Drücken Sie „Enter“, um den Inhalte zu überspringen

Rote Lippe Rose intern 09/2016

Deutsche Geschichte

Kratzer

Die 1969 spürbare Konfliktlinie zwischen Willy Brandt und Helmut Schmidt wurde auch nach dem glanzvollen SPD-Wahlerfolg aus dem November 1972 mit einer Rekordwahlbeteiligung von 91,1 Prozent deutlich, als mit der aufkommenden Öl- und Wirtschaftskrise im Winterhalbjahr 1973/74 handfeste Kratzer am Nimbus des Kanzlers Willy Brandt offenkundig wurden. Die Spannungen waren zuvor gleichfalls bei der Bildung des zweiten SPD/FDP-Bündnisses aufgetreten, als der auf politische Profilierung bedachte Brandt-Intimus Horst Ehmke auf Initiative des inzwischen zum Superminister für Finanzen und Wirtschaft beförderten Helmut Schmidt und des SPD-Fraktionsbosses der sozialliberalen Ära, Herbert Wehner, als Kanzleramtsminister weichen musste. Die mit Hamburger Wahlkreisen ausgestatteten zwei SPD-Spitzen nutzten die Erkrankung des Promotors der deutschen Ostpolitik und Friedensnobelpreisträgers von 1971 noch in der Wahlnacht für ihre eigenen Personaloperationen.

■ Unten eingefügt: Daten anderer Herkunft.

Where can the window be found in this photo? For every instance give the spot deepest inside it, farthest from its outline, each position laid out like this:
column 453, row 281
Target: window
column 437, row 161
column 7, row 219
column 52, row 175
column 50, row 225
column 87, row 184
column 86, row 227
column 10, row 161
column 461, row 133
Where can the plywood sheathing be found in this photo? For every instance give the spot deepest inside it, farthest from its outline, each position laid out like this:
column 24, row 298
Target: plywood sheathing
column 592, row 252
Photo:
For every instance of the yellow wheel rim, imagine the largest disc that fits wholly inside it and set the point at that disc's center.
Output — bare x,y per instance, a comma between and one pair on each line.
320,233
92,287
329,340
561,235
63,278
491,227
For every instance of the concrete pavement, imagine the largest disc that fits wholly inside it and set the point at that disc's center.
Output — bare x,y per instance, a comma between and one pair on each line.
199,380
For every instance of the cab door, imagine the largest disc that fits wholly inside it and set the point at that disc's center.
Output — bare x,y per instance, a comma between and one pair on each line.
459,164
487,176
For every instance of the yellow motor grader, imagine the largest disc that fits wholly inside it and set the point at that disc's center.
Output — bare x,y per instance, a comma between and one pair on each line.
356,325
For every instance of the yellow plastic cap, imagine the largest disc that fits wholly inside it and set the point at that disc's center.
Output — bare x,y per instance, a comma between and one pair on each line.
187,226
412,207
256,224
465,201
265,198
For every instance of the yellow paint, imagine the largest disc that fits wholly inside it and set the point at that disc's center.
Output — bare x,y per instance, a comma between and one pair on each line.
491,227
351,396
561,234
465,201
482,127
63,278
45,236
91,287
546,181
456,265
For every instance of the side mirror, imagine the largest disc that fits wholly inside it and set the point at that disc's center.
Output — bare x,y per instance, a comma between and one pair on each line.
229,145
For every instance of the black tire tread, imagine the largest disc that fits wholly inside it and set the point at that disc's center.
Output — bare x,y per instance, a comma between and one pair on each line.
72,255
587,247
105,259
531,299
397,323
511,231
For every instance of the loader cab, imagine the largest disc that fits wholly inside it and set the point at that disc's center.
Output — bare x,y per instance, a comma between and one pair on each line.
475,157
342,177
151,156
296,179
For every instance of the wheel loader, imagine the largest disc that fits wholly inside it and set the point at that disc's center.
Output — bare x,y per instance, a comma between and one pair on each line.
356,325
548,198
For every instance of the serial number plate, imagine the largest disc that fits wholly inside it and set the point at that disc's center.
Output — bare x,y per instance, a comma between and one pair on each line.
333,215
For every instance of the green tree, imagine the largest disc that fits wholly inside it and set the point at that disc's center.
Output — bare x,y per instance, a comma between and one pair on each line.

Hinterfragte die Rolle von Helmut Schmidt bei der Ostpolitik von Willy Brandt:Der ehemalige Ratsherr Elmar Arnemann (rechts), links im Bild Katia Conigliaro von der Friedrich-Ebert-Stiftung.

Kanzlerwechsel

Beim Wechsel der Kanzlerschaft von Willy Brandt zu Helmut Schmidt soll der Amtsnachfolger keine unmittelbare Rolle eingenommen haben, vielmehr wird damit verstärkt Herbert Wehner in Verbindung gebracht. Dies unterstrich auch die in dem anmutigen Ambiente der Lippstädter Bücherei ausgerichtete Diskussion zwischen Gunter Hofmann und Franz Müntefering. Viel wird immer wieder spekuliert, ob es für die Politik von Helmut Schmidt nicht förderlicher gewesen wäre, wenn er neben der Kanzlerschaft auch den SPD-Vorsitz von Willy Brandt übernommen hätte. Doch der zweite Kanzler der SPD/FDP-Konstellation hätte keine ernsthaften Versuche gestartet, auch den SPD-Chefsessel einzunehmen. Stattdessen habe es ein erstaunliches Maß von Zusammenwirken des Parteivorsitzenden mit dem neuen Kanzler gegeben. Erst mit dem Aufkommen der Debatte über die Nachrüstung entzweiten sich die tonangebenden Männer im Bonner Kanzleramt und in der benachbarten SPD-Baracke zunehmend.